Ken Burns on His Revolutionary War Film Series: ‘We Won’t Work on a More Important Film’
The veteran filmmaker is now considered not just a documentarian; his name is a franchise, a one-man industrial complex. When he has television endeavor arriving on the small screen, everybody wants an interview.
The filmmaker completed “more fucking podcasts than I ever thought possible”, he says, nearing the end of nine-month promotional tour comprising 40 cities, numerous film showings and hundreds of interviews. “I think there are 340.1m podcasts, one for every American, and I’ve done half of them.”
Thankfully Burns is a force of nature, equally articulate in interviews as he is prolific while filmmaking. The 72-year-old has gone everywhere from historical sites to mainstream media outlets to talk about his latest monumental work: his Revolutionary War documentary, a comprehensive multi-part historical examination that dominated the past decade of his life and premiered recently on PBS.
Defiantly Traditional Approach
Like slow cooking in an age of fast food, Burns’ latest project is defiantly traditional, more redolent of The World at War as opposed to modern online content new media formats.
However, for the filmmaker, whose professional life exploring national heritage spanning various American subjects, the revolutionary period is not just another subject but essential. “I recently told collaborator Sarah Botstein recently, and she concurred: this represents our most significant project Burns reflects from his New York base.
Massive Research Effort
Burns, co-directors Botstein and David Schmidt along with writer Geoffrey Ward utilized numerous historical volumes and other historical materials.

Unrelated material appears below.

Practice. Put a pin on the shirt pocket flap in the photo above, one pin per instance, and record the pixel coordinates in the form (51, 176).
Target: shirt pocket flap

Multiple academic experts, covering various ideological backgrounds, offered expert analysis along with leading scholars from a range of other fields such as enslavement studies, Native American history and the British empire.
Signature Documentary Style
The documentary’s methodology will appear similar to devotees of The Civil War. The characteristic technique incorporated slow pans and zooms over historical images, extensive employment of contemporary scores with performers reading diaries, letters and speeches.
This period represented the filmmaker cemented his status; decades afterwards, presently the respected veteran of historical films, he can apparently summon virtually any performer. Collaborating with the filmmaker at a New York gathering, acclaimed writer Lin-Manuel Miranda commented: “When Ken Burns calls, you say ‘Yes.’”
All-Star Cast
The decade-long production schedule also helped concerning availability. Sessions happened in studios, at historical sites and remotely via Zoom, an approach adopted throughout the health crisis. Burns explains collaborating with actor Josh Brolin, who found a few free hours while in Georgia to record his lines as the revolutionary leader before flying off to other professional obligations.
Additional performers feature Kenneth Branagh, Hugh Dancy, Claire Danes, respected performing veterans, Domhnall Gleeson, Amanda Gorman, Jonathan Groff, multiple generations of actors, Samuel L Jackson, Michael Keaton, Tracy Letts, international acting community, skilled dramatic performers, television and film stars, and many others.
Burns emphasizes: “Frankly, this may be the best single cast recruited for any project. Their work is exceptional. Selection wasn’t based on fame. I became frustrated when someone asked, about the prominent cast. I go, ‘These are actors.’ They represent global acting excellence and they vitalize these narratives.”
Historical Complexity
Still, the lack of surviving participants, photography and newsreels compelled the production to depend substantially on primary texts, integrating individual perspectives of numerous historical characters. This methodology permitted to present viewers beyond the prominent leaders of the founders but also to “dozens of others who are seminal to the story”, numerous individuals lack visual representation.
The filmmaker also explored his individual interest for territorial understanding. “I have great affection for cartography,” he notes, “with greater cartographic content in this film than in all the other films throughout my entire career.”
International Impact
The team filmed at nearly a hundred historical locations across North America plus English locations to capture the landscape’s character and partnered extensively with re-enactors. These components unite to tell a story more brutal, complicated and internationally important than the one taught in schools.
The revolution, it contends, was no mere parochial quarrel about property, revenue and governance. Instead the film portrays a blood-soaked struggle that ultimately drew in multiple global powers and surprisingly represented described as “the noble aspirations of humankind”.
Internal Conflict Truth
Initial complaints and protests aimed at the crown by American colonists across thirteen rebellious territories soon descended into a vicious internal war, pitting family members against each other and turning communities into battlegrounds. In episode two, the historian Alan Taylor observes: “The greatest misconception regarding the Revolutionary War involves believing it represented a unifying experience for colonists. It leaves out the reality that it was a civil war among Americans.”
Historical Complexity
For him, the independence account that “generally is overwhelmed by emotionalism and idealization and is incredibly superficial and fails to properly acknowledge actual events, all contributors and the extensive brutality.
The historian argues, an uprising that declared the world-changing idea of fundamental personal liberties; a vicious internal conflict, dividing revolutionaries and royalists; and a worldwide engagement, another installment in a sequence of conflicts between Britain, France and Spain for dominance in the New World.